Doch es gibt selbstverständlich Widerstand. Versprengte Gruppen und Grüppchen seelisch unabhängiger Menschen versteckt sich vor den alles befriedenden Aliens. So auch Melanie Stryder, die mit ihrem Bruder und Jared von Versteck zu Versteck hetzt. Zwischen Melanie und Jared entwickelt sich zarte Liebesbande, die jedoch jäh zerrissen werden, als der Teenager in die Fänge der Aliens gerät. Die haben ständig Bedarf an neuen Körpern, um sie mit aus dem All im tiefgefrorenen Zustand nachrückenden Aliens zu beseelen.
Doch Wanderer, so der Name des Aliens, der Melanies Körper eingesetzt wird, stellt schnell fest, dass Mädchen ein ziemlich starkes Ego hat.

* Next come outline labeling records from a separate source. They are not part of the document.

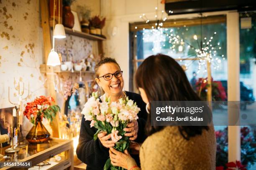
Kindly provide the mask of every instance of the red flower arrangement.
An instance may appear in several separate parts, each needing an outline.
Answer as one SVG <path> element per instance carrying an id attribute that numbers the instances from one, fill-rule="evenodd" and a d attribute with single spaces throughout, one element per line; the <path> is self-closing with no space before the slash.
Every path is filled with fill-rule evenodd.
<path id="1" fill-rule="evenodd" d="M 230 162 L 226 164 L 227 168 L 226 170 L 246 170 L 246 165 L 243 165 L 239 161 L 236 160 L 236 162 Z M 216 170 L 224 170 L 223 166 L 216 167 Z"/>
<path id="2" fill-rule="evenodd" d="M 56 113 L 60 110 L 59 106 L 51 105 L 53 102 L 54 100 L 52 97 L 41 96 L 33 102 L 28 102 L 23 113 L 33 124 L 38 117 L 41 117 L 41 120 L 44 118 L 51 122 Z"/>

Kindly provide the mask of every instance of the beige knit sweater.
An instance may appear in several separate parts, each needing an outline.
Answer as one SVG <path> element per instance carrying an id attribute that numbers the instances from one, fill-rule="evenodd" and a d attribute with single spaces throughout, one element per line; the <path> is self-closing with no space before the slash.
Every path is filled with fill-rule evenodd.
<path id="1" fill-rule="evenodd" d="M 184 139 L 177 126 L 168 126 L 148 137 L 140 149 L 141 169 L 133 170 L 215 170 L 216 140 L 209 126 L 202 135 Z M 127 160 L 128 170 L 136 165 Z"/>

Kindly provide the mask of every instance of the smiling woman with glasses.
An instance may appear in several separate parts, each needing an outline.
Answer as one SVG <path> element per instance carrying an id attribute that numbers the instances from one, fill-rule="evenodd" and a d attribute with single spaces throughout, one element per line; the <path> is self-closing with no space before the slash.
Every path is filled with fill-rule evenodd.
<path id="1" fill-rule="evenodd" d="M 123 75 L 123 71 L 118 70 L 115 72 L 113 74 L 106 74 L 102 76 L 98 77 L 97 78 L 103 78 L 104 79 L 105 79 L 105 80 L 110 80 L 112 79 L 113 75 L 115 75 L 115 77 L 116 78 L 121 77 Z"/>
<path id="2" fill-rule="evenodd" d="M 128 97 L 136 102 L 141 111 L 137 120 L 128 124 L 125 135 L 131 140 L 141 143 L 146 138 L 144 128 L 147 119 L 146 104 L 140 95 L 133 92 L 123 91 L 124 81 L 123 71 L 115 60 L 111 58 L 104 58 L 97 63 L 95 68 L 95 80 L 105 94 L 100 97 L 100 102 L 105 98 L 110 97 L 111 102 L 118 101 L 121 98 Z M 103 170 L 105 162 L 109 157 L 109 148 L 115 145 L 111 140 L 110 135 L 102 132 L 99 133 L 96 140 L 93 135 L 97 131 L 94 127 L 91 128 L 90 121 L 85 121 L 83 115 L 81 125 L 79 143 L 77 148 L 77 157 L 87 164 L 87 170 Z M 139 164 L 138 155 L 131 155 Z"/>

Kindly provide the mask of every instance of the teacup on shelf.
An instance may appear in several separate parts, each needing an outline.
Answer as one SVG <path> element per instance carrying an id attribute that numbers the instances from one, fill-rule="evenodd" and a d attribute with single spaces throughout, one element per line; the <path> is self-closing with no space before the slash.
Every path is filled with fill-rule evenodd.
<path id="1" fill-rule="evenodd" d="M 66 71 L 68 69 L 68 67 L 67 65 L 65 64 L 61 64 L 61 70 L 62 71 Z"/>
<path id="2" fill-rule="evenodd" d="M 66 61 L 64 62 L 64 64 L 67 66 L 68 70 L 70 71 L 72 67 L 72 62 L 71 61 Z"/>
<path id="3" fill-rule="evenodd" d="M 82 68 L 82 65 L 75 65 L 74 67 L 76 71 L 81 71 Z"/>

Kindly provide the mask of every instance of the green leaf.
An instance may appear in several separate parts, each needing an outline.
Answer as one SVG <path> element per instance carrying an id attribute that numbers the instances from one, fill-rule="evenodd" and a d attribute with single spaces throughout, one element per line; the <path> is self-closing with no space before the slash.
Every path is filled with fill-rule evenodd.
<path id="1" fill-rule="evenodd" d="M 110 158 L 108 159 L 107 161 L 106 161 L 106 163 L 105 163 L 105 165 L 104 165 L 104 170 L 108 170 L 108 168 L 110 166 L 111 161 Z"/>
<path id="2" fill-rule="evenodd" d="M 93 139 L 94 140 L 96 140 L 97 138 L 98 138 L 98 134 L 100 132 L 100 129 L 98 129 L 98 130 L 97 130 L 96 132 L 95 133 L 95 134 L 93 135 Z"/>

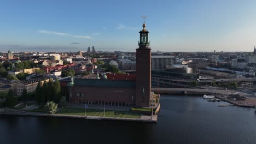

Sie beginnen zögerlich miteinander zu kommunizieren, bis Melanie Wanderer überzeugt, nach Jamie und Jared zu suchen, denn sie hat Hinweise auf ihr Versteck in der Wüste. Nachdem Wanderer Melanies Körper bei der Suche fast verdursten lässt, entdecken sie das Camp der Widerständler, die sie sofort gefangen nehmen. Unter den Menschen sind einige, die den Alien sofort töten wollen, doch obwohl Jared mehr als misstrauisch ist, kann er dies nicht zulassen. So entwickelt sich eine seltsame Ménage à trois, und während der Gefangenschaft wandelt sich Wanderer zu einem Teil der Flüchtlingsgemeinschaft.
Mädchen als Mäuschen
Nun, es wird schnell klar, was das große Thema von Stephenie Meyers neuem Roman ist. Sie stellt die Frage nach dem, was Menschsein bedeutet. Oder verliebtes Mädchen sein, dass mit unerwiderter Liebe zurechtkommen muss und die Konkurrenz im Kampf um den Lover immer im Schlepptau hat. Da bleibt nicht viel Raum für Souveränität, passives Habmichlieb-Verhalten macht aus einem lernwilligen Alien keinen Menschen.
Übrigens auch nicht aus Melanie. Wie schon in den ";Biss..."-Romanen, wo die Hauptfigur Bella sich über mehrere Tausend Seiten kleinmacht, um ihrem starken und schönen Vampir zu gefallen. J. K. Rowling hat auch über Teenagerliebe geschrieben. Doch wo die Engländerin ihre wichtigste weibliche Hauptfigur Hermine Granger mit reichlich Energie zur Selbstbehauptung versehen hat, sind Meyers Protagonistinnen nur als dekorative Anhängsel ihrer Angebeteten ausgelegt.
Ob diese im Grunde erzkonservative Darstellung des Verhältnisses von Mann und Frau sowie die Befriedung (oder Missionierung?) der Menschheit durch Aliens aus dem All etwas mit Stephenie Meyers stramm mormonischen Glauben zu tun haben, soll Gegenstand einer anderen Betrachtung sein.